Unschlüssig sah ich ihn an. Es klang so harmlos. Und dennoch konnte es einen die Seele kosten.
„Und von mir würdest du nicht...", begann ich und ließ den Satz unvollendet in der Luft hängen.
„Nein.", meinte er direkt. Offenbar war es ziemlich leicht zu sehen auf was ich hinaus wollte. „Nicht solange du es nicht auch willst."
Lächelnd sah ich ihn an. „Wirklich?"
„Wirklich. Talia. Du bist anders. Ich möchte nicht, dass du von mir denkst, ich wäre ein Mörder oder sogar schlimmeres."
Ich fragte ihn nicht was es noch schlimmeres als einen Mörder gab.

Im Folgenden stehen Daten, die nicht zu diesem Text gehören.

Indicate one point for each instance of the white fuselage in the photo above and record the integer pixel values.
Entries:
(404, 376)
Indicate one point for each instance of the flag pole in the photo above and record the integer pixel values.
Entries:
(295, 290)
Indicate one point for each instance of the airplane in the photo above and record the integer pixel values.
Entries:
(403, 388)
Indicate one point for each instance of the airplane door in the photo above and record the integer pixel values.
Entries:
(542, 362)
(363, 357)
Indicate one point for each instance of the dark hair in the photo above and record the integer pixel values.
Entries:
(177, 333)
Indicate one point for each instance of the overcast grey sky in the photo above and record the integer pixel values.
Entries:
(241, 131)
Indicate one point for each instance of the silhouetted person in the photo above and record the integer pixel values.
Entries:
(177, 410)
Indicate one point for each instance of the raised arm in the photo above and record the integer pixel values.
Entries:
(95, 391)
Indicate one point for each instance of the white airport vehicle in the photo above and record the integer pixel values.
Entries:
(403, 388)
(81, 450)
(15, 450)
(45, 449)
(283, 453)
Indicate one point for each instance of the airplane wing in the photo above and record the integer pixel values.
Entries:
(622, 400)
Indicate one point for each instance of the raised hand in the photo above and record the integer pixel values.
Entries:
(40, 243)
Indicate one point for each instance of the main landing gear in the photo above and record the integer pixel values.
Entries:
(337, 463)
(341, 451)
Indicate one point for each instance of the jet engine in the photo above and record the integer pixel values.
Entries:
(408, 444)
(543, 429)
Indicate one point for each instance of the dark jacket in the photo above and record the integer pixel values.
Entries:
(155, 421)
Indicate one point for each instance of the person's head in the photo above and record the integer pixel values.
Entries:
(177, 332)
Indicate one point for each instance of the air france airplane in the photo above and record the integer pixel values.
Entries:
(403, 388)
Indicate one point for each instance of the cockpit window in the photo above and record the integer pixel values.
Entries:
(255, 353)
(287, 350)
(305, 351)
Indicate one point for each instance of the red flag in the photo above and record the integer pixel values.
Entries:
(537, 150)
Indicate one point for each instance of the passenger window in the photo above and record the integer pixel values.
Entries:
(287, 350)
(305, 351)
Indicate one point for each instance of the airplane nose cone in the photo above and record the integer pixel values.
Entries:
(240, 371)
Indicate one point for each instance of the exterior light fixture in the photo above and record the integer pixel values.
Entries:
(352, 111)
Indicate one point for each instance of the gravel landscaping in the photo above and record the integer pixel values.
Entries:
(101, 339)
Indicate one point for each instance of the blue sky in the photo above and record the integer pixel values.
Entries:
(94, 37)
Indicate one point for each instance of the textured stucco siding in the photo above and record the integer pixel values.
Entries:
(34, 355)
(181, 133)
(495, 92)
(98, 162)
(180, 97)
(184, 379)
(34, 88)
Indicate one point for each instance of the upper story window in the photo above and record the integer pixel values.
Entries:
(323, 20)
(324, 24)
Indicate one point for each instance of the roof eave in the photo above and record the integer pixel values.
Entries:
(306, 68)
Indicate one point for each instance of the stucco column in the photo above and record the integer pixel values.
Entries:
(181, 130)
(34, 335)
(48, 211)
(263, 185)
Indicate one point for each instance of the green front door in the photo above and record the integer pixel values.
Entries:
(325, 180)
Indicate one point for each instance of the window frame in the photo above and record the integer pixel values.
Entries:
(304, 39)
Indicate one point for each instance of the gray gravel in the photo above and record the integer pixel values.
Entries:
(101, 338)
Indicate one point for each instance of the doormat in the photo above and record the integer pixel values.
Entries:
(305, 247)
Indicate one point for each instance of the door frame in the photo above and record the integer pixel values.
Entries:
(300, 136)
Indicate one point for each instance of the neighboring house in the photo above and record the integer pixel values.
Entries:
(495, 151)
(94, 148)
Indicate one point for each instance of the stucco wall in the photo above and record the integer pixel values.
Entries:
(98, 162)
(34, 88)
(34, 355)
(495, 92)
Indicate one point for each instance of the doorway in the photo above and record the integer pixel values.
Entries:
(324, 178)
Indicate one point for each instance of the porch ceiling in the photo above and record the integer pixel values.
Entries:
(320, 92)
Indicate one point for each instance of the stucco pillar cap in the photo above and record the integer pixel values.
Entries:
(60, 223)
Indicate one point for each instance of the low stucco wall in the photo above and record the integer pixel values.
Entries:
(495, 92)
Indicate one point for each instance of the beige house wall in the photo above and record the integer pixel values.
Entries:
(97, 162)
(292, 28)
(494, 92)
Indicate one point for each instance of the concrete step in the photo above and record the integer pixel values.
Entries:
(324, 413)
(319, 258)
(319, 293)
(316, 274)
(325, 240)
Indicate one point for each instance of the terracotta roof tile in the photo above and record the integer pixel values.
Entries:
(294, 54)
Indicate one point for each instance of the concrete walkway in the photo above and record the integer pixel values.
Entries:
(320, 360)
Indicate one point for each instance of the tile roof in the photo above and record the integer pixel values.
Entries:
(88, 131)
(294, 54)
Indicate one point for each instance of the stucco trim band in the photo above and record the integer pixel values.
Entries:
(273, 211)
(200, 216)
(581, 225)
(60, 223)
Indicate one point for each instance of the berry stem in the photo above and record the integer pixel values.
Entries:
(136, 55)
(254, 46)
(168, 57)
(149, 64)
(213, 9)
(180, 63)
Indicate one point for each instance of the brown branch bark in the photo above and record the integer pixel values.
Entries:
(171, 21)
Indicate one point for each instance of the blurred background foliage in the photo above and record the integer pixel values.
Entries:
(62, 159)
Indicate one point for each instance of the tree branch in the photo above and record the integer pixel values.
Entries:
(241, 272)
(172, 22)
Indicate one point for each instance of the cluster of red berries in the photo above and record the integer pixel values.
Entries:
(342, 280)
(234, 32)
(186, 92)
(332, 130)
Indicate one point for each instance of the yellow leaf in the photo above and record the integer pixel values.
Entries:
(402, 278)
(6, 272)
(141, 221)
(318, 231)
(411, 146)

Er war sehr viel älter als ich und über so etwas wollte ich nicht mit ihm diskutieren. Ich würde eh nur wieder verlieren.

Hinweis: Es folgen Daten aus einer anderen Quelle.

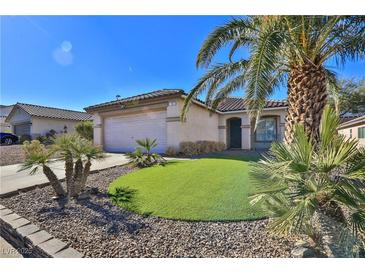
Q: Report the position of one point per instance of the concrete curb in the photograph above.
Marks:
(30, 240)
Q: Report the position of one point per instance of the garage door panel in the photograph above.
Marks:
(121, 133)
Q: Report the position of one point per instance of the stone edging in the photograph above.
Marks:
(30, 240)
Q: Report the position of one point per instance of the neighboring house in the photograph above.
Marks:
(118, 124)
(34, 120)
(4, 112)
(354, 128)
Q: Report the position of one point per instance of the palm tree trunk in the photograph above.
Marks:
(55, 183)
(307, 97)
(69, 169)
(85, 175)
(78, 176)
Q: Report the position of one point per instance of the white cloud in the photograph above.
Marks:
(62, 54)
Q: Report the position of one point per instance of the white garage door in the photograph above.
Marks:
(121, 132)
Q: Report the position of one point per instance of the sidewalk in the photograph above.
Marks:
(11, 180)
(8, 251)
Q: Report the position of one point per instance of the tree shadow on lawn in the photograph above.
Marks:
(114, 219)
(239, 155)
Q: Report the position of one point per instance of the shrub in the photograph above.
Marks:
(201, 147)
(170, 151)
(143, 156)
(302, 183)
(85, 129)
(75, 151)
(189, 148)
(45, 139)
(25, 137)
(51, 134)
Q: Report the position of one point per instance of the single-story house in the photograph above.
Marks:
(119, 123)
(4, 112)
(34, 120)
(354, 128)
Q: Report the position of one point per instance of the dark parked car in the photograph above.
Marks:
(8, 138)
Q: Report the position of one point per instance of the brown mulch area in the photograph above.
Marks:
(97, 228)
(10, 155)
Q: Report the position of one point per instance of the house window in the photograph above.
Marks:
(361, 133)
(266, 130)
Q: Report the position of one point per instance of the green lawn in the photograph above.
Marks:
(205, 189)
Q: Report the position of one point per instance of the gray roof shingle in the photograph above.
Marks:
(236, 104)
(149, 95)
(229, 104)
(56, 113)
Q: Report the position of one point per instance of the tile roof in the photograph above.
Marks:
(229, 104)
(5, 110)
(57, 113)
(149, 95)
(359, 120)
(236, 104)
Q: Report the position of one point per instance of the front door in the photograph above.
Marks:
(235, 133)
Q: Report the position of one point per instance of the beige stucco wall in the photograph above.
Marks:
(346, 132)
(4, 126)
(248, 134)
(200, 124)
(41, 126)
(98, 129)
(19, 116)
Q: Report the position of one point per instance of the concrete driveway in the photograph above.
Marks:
(11, 180)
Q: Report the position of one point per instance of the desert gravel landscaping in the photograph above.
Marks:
(10, 155)
(97, 228)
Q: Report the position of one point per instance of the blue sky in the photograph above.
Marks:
(76, 61)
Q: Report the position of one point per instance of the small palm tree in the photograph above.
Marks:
(296, 182)
(143, 156)
(38, 156)
(291, 49)
(85, 153)
(77, 153)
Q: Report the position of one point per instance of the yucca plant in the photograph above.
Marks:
(296, 183)
(37, 155)
(143, 155)
(281, 49)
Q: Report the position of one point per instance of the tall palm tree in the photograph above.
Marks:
(291, 49)
(300, 187)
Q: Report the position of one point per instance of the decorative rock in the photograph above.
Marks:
(18, 223)
(303, 252)
(27, 229)
(5, 211)
(83, 196)
(11, 217)
(52, 246)
(39, 237)
(68, 253)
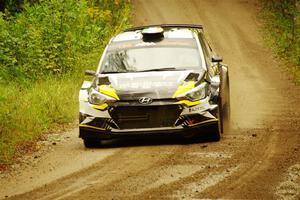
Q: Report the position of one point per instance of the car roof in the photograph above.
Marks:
(170, 31)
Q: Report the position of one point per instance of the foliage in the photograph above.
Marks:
(50, 37)
(282, 23)
(43, 52)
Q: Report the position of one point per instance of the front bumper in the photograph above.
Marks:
(160, 118)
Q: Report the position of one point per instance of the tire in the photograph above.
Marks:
(91, 142)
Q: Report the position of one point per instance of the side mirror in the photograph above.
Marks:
(90, 73)
(215, 81)
(216, 58)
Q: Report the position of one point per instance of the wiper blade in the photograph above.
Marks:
(159, 69)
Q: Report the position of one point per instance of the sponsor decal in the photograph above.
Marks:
(145, 100)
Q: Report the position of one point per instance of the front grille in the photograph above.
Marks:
(127, 117)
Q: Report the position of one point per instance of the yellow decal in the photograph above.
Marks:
(204, 122)
(100, 107)
(109, 91)
(188, 103)
(88, 126)
(186, 86)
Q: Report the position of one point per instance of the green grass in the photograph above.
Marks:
(281, 29)
(41, 68)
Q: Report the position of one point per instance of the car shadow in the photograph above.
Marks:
(154, 140)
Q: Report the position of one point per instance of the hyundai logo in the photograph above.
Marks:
(145, 100)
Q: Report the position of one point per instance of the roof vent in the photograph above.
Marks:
(153, 34)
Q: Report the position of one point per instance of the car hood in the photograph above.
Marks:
(156, 85)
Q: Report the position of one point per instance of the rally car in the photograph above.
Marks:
(155, 79)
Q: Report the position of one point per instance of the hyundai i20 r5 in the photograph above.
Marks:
(155, 79)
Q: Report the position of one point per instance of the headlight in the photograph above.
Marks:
(96, 98)
(196, 93)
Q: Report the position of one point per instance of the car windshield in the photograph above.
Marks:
(152, 58)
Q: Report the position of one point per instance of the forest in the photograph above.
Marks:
(45, 46)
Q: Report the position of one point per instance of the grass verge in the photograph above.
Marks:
(31, 107)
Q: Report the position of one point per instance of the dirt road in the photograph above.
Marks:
(259, 158)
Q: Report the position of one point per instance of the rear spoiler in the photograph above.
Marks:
(166, 26)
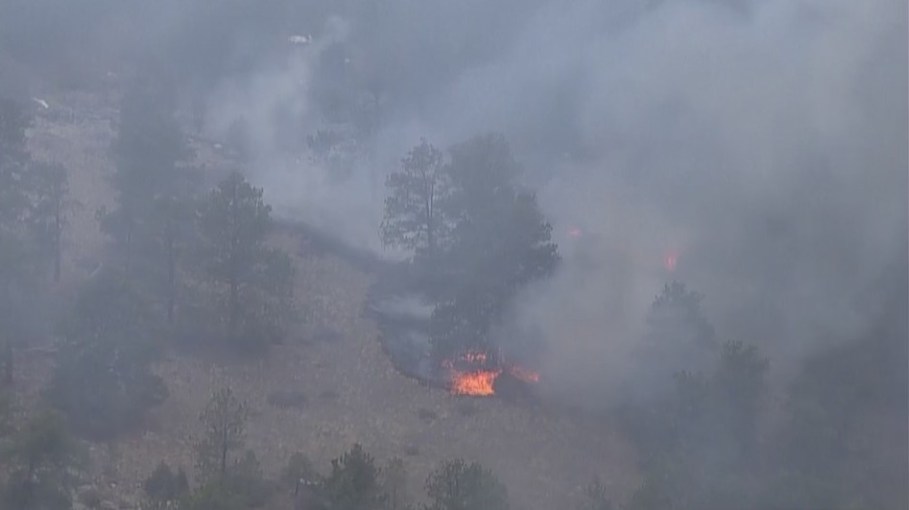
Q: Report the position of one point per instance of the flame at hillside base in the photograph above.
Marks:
(481, 382)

Danach saßen wir lange Zeit einfach eng aneinander gekuschelt auf diesem schwebenden Bett und sahen zu wie die Sonne unterging. Es war wundervoll. Den tollsten Mann dieses Universums in meinem Rücken und eines der schönsten Naturschauspiele vor mir. Daran könnte ich mich gewöhnen. Als mir irgendwann fast die Augen zufielen, hob Adrien mich hoch und trug mich ins Bett. Sein Bett. Das in der letzten Zeit zu unserem geworden war. Und es störte mich nicht.
Er deckte mich zu und bevor ich mich in die Decken kuschelte küsste er mich sanft auf die Stirn. „Schlaf gut, meine kleine Talia.", flüsterte er an meinem Ohr und kurz darauf wurde das Licht im Zimmer gelöscht.
„Frieden?", fragte ich leise bevor Adrien fast die Zimmertür hinter sich geschlossen hatte. Der ganze Raum war dunkel. Nur ein kleiner Lichtstreifen in dem seine Silhouette stand, fiel herein. Erst dachte ich er hätte mich nicht gehört, doch dann konnte ich ihn leise lachen hören.
„Frieden.", wiederholte er und verließ das Zimmer.